Les besoins en matière de Protection Sociale sont grandissants, non seulement parce que le pays a traversé plusieurs épisodes de grande instabilité et parfois de guerre, mais aussi plus fondamentalement parce que, en dépit d’indiscutables progrès en matière d’infrastructures économiques et sociales, la pauvreté reste prédominante. En effet, le rapport préliminaire de l’étude SITAN 2014 vient de montrer que la croissance économique observée en RDC à partir des données sur le PIB s’est traduite par une croissance des revenus et de consommation pour 90% de ménages de la RDC.Toutefois, ce rapport attire l’attention sur les 10% de ménages les plus pauvres pour lesquels le revenu a diminué5.

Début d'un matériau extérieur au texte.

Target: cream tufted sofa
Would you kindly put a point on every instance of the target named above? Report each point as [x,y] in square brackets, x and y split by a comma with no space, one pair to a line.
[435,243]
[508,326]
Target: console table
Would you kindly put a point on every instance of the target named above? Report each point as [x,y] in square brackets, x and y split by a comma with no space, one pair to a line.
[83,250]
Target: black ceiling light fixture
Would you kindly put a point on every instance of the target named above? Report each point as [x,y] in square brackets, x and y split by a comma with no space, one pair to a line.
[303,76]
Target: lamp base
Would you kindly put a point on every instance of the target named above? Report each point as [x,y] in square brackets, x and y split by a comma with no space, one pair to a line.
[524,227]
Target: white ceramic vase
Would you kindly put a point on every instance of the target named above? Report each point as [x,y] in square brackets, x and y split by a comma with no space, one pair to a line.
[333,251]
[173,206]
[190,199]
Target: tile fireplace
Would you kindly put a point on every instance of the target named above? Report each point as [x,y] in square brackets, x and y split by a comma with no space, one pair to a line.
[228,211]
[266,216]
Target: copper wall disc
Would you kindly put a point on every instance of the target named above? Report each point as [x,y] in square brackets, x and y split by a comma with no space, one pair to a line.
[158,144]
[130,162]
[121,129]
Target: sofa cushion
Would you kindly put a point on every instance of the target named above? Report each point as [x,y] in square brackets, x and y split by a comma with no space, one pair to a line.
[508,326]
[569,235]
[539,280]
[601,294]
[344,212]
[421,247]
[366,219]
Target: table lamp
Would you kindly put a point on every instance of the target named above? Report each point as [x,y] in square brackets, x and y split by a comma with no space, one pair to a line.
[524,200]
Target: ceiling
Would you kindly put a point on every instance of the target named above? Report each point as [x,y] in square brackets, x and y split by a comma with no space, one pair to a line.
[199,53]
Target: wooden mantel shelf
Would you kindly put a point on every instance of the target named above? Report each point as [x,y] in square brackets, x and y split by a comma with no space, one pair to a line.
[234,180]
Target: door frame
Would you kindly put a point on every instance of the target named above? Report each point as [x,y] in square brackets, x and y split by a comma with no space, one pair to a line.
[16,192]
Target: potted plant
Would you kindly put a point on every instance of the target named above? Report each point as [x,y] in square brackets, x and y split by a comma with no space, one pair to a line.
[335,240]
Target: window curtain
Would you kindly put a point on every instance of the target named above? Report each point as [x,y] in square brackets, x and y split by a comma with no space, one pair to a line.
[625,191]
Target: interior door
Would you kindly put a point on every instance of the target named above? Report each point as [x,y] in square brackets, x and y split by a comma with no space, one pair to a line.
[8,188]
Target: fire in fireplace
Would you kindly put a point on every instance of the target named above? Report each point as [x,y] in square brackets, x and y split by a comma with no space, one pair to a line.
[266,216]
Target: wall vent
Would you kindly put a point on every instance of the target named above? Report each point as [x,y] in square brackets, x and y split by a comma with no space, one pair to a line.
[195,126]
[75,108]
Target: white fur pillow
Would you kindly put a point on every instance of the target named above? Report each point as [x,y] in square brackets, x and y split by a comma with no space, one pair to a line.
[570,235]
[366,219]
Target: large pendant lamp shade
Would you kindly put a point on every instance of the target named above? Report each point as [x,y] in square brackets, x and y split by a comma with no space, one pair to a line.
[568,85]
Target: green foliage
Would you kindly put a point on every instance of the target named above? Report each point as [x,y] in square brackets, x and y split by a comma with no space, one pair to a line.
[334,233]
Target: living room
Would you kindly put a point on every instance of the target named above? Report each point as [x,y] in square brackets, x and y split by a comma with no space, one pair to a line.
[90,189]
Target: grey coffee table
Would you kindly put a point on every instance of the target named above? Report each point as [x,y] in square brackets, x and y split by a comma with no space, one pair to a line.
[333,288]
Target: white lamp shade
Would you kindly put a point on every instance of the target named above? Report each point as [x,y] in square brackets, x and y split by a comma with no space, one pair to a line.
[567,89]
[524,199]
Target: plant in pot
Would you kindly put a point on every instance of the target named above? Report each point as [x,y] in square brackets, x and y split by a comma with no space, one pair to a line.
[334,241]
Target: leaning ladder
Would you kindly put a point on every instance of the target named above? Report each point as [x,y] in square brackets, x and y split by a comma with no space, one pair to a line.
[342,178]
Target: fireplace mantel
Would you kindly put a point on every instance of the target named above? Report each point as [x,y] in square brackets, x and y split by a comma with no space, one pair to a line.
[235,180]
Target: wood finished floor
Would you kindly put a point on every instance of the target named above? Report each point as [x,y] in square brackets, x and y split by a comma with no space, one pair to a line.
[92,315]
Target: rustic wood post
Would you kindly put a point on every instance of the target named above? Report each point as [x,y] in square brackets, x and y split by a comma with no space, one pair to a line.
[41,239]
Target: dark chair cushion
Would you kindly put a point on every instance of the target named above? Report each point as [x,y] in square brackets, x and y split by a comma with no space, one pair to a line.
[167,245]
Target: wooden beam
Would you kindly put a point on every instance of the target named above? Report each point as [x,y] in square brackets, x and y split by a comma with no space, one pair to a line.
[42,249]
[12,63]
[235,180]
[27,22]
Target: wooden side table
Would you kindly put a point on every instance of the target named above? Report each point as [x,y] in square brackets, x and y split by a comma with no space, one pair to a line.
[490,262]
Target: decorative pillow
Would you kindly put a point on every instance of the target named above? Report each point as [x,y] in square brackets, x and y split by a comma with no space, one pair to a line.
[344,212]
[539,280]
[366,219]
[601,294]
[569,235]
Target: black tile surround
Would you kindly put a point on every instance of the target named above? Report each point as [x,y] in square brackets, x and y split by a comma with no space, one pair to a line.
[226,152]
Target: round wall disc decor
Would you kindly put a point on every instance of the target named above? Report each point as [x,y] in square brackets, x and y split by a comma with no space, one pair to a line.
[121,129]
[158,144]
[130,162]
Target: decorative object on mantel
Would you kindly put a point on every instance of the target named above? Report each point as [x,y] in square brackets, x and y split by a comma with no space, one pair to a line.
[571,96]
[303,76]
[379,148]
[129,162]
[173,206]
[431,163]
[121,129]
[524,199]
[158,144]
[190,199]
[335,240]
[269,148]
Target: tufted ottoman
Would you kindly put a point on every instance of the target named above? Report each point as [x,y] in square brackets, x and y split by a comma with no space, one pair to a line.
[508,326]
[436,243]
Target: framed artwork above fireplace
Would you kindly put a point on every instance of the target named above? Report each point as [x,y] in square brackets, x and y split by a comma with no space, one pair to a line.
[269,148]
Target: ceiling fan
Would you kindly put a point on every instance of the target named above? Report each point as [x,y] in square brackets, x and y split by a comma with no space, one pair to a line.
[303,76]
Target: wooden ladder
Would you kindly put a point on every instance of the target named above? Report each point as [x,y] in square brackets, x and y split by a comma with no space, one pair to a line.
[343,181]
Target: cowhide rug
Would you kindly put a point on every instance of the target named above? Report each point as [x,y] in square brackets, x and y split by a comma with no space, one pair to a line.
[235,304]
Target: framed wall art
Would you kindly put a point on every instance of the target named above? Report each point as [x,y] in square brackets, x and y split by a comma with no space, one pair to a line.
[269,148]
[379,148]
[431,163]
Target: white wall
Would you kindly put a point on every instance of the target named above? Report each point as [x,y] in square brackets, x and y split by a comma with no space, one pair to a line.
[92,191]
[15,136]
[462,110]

Les mutuelles de santé ont été initiées pour améliorer l’accès financier des populations aux soins de santé. Le nombre de mutuelles a augmenté significativement depuis une dizaine d’années. Cependant, les mutuelles démontrent encore aujourd’hui de faibles taux d’adhésion et de pénétration dans leurs zones de couverture respectives. D’autres insuffisances sont régulièrement observées au niveau des mutuelles de santé :
le niveau de la cotisation qui limite la portée du paquet de services assuré ;
les difficultés rencontrées dans le recouvrement des cotisations ;
la capacité d’autofinancement des mutuelles
les défaillances au niveau de l’offre et de la qualité des services;
la dimension des mutuelles qui sont encore insuffisamment fédérées, limitant le partage des risques et la réalisation d’économies d’échelle.
Toutefois, l’approche des mutuelles de santé peut contribuer directement à la progression vers la couverture sanitaire universelle et peut être considérée comme un levier car, malgré les difficultés mentionnées, le développement des mutuelles aujourd’hui en RDC montre les atouts suivants : (i) les faibles niveaux de cotisation permettent d’avoir des adhésions massives comme à Bwamanda et au Sud-Kivu (plus de 100.000 bénéficiaires), (ii) la persistance du mouvement avec de bons taux de fidélisation sur une longue période malgré que le remboursement des soins ne soit toujours pas subventionné, (iii) le fort intérêt actuel de la population et sa forte réactivité quand elle est engagée, (iv) la professionnalisation progressive de la gestion des mutuelles et leur meilleure capacité à négocier des tarifs préférentiels, (v) l’implication des pouvoirs publics qui a un effet levier sur le développement des mutuelles de santé.
Tous ces éléments, l’un dans l’autre, consolident les bases sur lesquelles la Protection Sociale en RDC peut s’enraciner.